Catalyst is an excellent optimizer in SparkSQL, provides open interface for rule-based optimization in planning stage. However, the static (rule-based) optimization will not consider any data distribution at runtime. A technology called Adaptive Execution has been introduced since Spark 2.0 and aims to cover this part, but still pending in early stage. We enhanced the existing Adaptive Execution feature, and focus on the execution plan adjustment at runtime according to different staged intermediate outputs, like set partition numbers for joins and aggregations, avoid unnecessary data shuffling and disk IO, handle data skew cases, and even optimize the join order like CBO etc.. In our benchmark comparison experiments, this feature save huge manual efforts in tuning the parameters like the shuffled partition number, which is error-prone and misleading. In this talk, we will expose the new adaptive execution framework, task scheduling, failover retry mechanism, runtime plan switching etc.

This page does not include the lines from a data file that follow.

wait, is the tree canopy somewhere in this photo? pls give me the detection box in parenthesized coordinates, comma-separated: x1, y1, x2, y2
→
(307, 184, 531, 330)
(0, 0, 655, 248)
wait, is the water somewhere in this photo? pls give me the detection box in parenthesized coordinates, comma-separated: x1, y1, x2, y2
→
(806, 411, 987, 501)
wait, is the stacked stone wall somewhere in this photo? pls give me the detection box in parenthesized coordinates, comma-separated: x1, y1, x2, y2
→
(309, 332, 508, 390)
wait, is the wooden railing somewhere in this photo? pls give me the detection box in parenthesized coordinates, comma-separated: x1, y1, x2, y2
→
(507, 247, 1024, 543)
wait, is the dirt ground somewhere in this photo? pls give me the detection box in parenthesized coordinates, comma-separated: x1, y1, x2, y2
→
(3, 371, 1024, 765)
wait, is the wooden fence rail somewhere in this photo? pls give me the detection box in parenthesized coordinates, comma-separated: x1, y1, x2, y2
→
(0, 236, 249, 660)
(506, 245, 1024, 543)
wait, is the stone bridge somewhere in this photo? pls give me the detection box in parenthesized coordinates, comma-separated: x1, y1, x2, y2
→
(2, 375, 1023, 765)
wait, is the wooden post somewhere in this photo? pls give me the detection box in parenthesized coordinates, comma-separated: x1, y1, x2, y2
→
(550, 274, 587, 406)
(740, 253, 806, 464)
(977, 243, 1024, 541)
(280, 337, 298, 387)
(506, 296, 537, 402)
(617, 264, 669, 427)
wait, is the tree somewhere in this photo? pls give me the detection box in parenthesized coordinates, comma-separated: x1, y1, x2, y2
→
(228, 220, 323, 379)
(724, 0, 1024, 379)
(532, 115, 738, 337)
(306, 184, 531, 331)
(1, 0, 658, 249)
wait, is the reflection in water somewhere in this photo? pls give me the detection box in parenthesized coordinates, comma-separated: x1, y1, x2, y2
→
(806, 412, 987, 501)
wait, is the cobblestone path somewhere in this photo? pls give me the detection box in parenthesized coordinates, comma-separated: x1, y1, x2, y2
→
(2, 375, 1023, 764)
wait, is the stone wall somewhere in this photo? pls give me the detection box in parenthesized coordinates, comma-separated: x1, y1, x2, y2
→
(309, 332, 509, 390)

At last, we will also share our experience of benchmark 100 -300 TB scale of TPCx-BB in a hundreds of bare metal Spark cluster.
Session hashtag: EUdev4
Carson Wang is a software engineering manager in Intel data analytics software group, where he focuses on optimizing popular big data and machine learning frameworks, driving the efforts of building converged big data and AI platform. He had created and led a few open source projects, such as RayDP - Spark on Ray, OAP MLlib - a highly optimized Spark MLlib, Spark adaptive query execution engine, Hibench - a big data micro benchmark suite, and more.